I'm a Knicks fan who spent several years watching Nate Robinson jack shots, throw ill-advised passes, show off and do all sorts of little things that made me want to tear my hair out. He's driven better men than me to curse, and Bulls fans, you'll soon get to know the challenge of rooting for him. But if running him out there every night, even through the end of the season, even if the season ends earlier than you'd like, means ensuring that the next five years of Rose's career get a fair shot at unfolding, then all those pull-up 3-pointers in transition will have been well worth it.

Eric Freeman's Identity Crisis

There is no more important asset for a basketball team than talent, and yet the more loaded squad does not always win. What we've seen in recent seasons isn't only that the best team wins, but that the group with the clearest sense of self, from management down through the players, prevails. A team must not only be talented, but sure of its goals, present and future, and the best methods of obtaining them. Most NBA teams have trouble with their identity. Eric Freeman's Identity Crisis is a window into those struggles, the accomplishment of realizing a coherent identity, and the pitfalls of believing these issues to be solved.

Tom Thibodeau has created the Bulls in his image: a hardnosed, defense-oriented outfit with the belief that their own toughness can overcome a team that might seem superior on paper. That identity has served them well over the past two seasons, and there's no indication that they're ready to change things up.

Naturally, that identity is not the full story of the team's success, which is where this season becomes a little less certain. For all the Bulls' defensive strengths, they're also readily dependent on Derrick Rose to make the offense work. Playing without him in 2012-13, as he recovers from his ACL tear, will be a struggle.

For large portions of 2011-12's bizarro regular season, the Bulls did perfectly fine without him, so it's not necessarily the best idea to bet against Chicago to make the postseason comfortably this year. On the other hand, the condensed schedule aided team's that out-efforted the opposition, both because of shorter breaks between games and the related dip in scouting time. The ability to disrupt — the hallmark of any great defense unit — became even more of an advantage.

Once Rose fell out of the picture, the Bulls' precarious position became all too apparent. Without him, they struggled to produce consistent offense against a solid defense. And while their own defense was still stellar, that wasn't necessarily enough.

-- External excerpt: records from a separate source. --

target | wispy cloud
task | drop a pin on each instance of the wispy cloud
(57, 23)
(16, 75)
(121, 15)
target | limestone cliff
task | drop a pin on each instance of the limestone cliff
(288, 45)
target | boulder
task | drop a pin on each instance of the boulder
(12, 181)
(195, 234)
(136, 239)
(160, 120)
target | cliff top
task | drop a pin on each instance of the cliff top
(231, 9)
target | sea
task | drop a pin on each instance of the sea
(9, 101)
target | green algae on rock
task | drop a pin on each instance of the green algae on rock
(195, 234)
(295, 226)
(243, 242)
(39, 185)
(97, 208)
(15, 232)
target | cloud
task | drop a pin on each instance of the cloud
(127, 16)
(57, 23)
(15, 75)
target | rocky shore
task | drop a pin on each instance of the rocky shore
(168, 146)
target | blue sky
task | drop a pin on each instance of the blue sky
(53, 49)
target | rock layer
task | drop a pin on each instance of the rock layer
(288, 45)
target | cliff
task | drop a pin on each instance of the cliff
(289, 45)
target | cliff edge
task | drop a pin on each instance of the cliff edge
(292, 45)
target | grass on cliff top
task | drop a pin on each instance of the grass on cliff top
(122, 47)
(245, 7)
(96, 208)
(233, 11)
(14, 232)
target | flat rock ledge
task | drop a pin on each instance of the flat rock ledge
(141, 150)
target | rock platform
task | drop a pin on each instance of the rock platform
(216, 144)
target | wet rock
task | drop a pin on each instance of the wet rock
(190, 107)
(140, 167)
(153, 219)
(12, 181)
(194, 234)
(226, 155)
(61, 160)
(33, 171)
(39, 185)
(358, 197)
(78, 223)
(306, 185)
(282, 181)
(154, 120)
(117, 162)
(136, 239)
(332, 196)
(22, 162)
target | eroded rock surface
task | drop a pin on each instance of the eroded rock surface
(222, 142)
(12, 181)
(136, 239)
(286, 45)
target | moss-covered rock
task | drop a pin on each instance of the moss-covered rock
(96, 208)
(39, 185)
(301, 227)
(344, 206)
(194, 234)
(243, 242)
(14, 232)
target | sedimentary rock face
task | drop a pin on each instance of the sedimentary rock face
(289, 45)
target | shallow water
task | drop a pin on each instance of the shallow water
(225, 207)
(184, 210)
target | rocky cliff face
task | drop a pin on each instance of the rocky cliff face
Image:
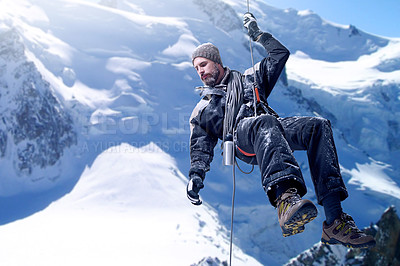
(35, 129)
(386, 252)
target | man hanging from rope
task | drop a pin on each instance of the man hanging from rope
(266, 140)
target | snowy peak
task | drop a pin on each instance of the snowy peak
(128, 208)
(35, 128)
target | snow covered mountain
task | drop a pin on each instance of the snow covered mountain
(123, 219)
(78, 77)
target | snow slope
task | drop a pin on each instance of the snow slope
(138, 217)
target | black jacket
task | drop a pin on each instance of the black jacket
(206, 121)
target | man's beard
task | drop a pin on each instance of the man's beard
(212, 77)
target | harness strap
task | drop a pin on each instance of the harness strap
(245, 153)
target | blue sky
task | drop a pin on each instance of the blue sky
(372, 16)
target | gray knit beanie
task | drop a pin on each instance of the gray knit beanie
(209, 51)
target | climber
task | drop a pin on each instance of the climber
(263, 138)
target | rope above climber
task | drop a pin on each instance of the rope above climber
(263, 138)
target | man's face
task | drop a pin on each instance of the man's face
(207, 70)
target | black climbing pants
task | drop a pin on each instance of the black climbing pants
(272, 141)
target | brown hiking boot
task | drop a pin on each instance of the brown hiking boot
(294, 212)
(344, 231)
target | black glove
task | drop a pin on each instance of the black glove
(250, 23)
(192, 190)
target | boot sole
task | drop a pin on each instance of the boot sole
(333, 241)
(296, 223)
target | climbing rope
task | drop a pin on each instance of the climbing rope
(255, 97)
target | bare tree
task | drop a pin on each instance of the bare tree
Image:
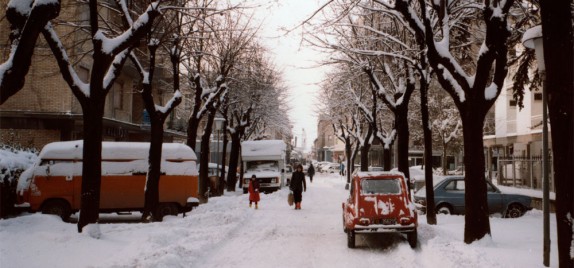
(109, 56)
(557, 28)
(27, 20)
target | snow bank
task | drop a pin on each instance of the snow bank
(225, 233)
(12, 159)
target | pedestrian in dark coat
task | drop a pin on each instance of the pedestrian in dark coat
(311, 172)
(298, 186)
(253, 191)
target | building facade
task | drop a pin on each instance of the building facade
(45, 110)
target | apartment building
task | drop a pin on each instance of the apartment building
(514, 150)
(45, 110)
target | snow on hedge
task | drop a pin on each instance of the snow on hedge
(12, 159)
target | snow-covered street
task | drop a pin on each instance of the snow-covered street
(226, 233)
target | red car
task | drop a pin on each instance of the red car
(379, 202)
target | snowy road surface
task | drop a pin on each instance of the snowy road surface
(226, 233)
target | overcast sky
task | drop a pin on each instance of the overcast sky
(296, 61)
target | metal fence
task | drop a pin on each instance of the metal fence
(523, 172)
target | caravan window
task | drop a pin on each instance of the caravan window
(263, 165)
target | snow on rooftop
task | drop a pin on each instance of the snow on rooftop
(116, 151)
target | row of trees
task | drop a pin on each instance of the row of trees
(209, 48)
(385, 50)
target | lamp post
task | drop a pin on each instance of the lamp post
(532, 39)
(218, 126)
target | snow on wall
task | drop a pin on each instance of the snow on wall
(268, 149)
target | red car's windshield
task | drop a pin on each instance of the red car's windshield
(386, 186)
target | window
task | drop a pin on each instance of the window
(455, 185)
(392, 186)
(118, 91)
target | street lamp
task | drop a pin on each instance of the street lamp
(218, 126)
(532, 39)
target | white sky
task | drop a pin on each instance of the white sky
(297, 62)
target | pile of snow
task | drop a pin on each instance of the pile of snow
(15, 160)
(225, 232)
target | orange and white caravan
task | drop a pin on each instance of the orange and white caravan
(53, 184)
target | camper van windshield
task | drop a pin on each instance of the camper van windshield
(263, 165)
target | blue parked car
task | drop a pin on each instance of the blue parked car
(449, 198)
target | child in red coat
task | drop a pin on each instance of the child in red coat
(253, 191)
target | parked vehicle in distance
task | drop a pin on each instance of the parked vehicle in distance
(379, 203)
(53, 185)
(266, 160)
(372, 168)
(320, 165)
(329, 168)
(417, 176)
(449, 198)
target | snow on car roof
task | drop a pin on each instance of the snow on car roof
(262, 148)
(66, 150)
(363, 174)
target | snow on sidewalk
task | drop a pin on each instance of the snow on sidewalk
(226, 233)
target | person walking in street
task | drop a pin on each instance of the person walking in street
(253, 191)
(298, 186)
(311, 172)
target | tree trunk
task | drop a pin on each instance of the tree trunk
(223, 160)
(365, 156)
(92, 158)
(387, 156)
(477, 223)
(204, 161)
(427, 134)
(444, 159)
(192, 131)
(348, 163)
(233, 160)
(402, 126)
(558, 50)
(154, 172)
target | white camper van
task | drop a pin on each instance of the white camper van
(266, 160)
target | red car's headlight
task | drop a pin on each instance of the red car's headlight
(406, 220)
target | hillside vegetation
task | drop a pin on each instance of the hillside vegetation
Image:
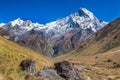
(11, 55)
(99, 54)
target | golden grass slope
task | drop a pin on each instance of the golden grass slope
(100, 54)
(11, 55)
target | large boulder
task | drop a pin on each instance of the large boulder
(48, 73)
(67, 71)
(28, 65)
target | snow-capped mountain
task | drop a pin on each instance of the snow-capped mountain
(82, 23)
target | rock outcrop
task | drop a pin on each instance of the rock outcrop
(28, 65)
(67, 71)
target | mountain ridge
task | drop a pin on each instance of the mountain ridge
(56, 37)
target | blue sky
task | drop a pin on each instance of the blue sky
(44, 11)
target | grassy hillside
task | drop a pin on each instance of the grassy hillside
(100, 54)
(11, 55)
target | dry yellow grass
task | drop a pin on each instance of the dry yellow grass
(11, 55)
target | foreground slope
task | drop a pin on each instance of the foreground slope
(11, 55)
(99, 54)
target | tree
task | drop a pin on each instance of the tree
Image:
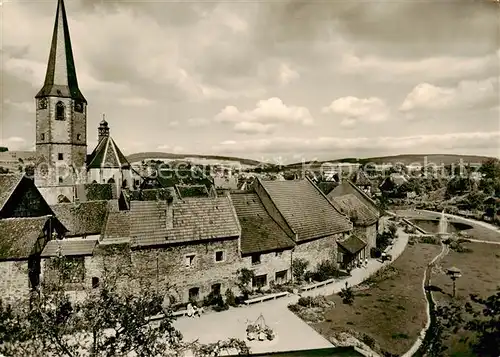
(106, 323)
(490, 168)
(481, 317)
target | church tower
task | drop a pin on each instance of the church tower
(61, 117)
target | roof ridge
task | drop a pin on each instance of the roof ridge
(259, 181)
(329, 201)
(20, 178)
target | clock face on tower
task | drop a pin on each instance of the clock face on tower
(42, 103)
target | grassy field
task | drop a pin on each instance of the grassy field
(480, 275)
(392, 311)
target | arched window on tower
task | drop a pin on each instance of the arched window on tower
(60, 111)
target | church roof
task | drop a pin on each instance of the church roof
(107, 155)
(60, 79)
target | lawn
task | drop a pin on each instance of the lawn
(480, 275)
(392, 310)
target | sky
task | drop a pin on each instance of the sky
(268, 80)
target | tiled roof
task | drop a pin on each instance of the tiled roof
(352, 244)
(117, 228)
(190, 220)
(8, 183)
(347, 187)
(361, 179)
(259, 232)
(192, 190)
(352, 206)
(108, 155)
(19, 235)
(306, 209)
(82, 219)
(69, 247)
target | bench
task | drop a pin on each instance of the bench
(317, 285)
(266, 297)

The challenge, then, is twofold this year: find enough offense to survive without Rose and make sure the defense doesn't dip. The former is an open question; the latter should be doable. But even that task could be more trying than it seems. The loss of Omer Asik to the Houston Rockets will sting, and there's as yet no guarantee that Thibodeau will be able to train a suitable replacement. The Bulls know what they are and what they want their players to be, but that certainty doesn't necessarily mean that they'll have an endless supply of players to fill those needs.

This season could serve to be the most difficult test yet of the squad that Thibodeau has built. They are a defensive team, and they help turn solid defenders into great ones and the bad into the passable. But that process takes time, even under ideal circumstances. Identity is merely the context for improvement and success — it can't be the answer itself.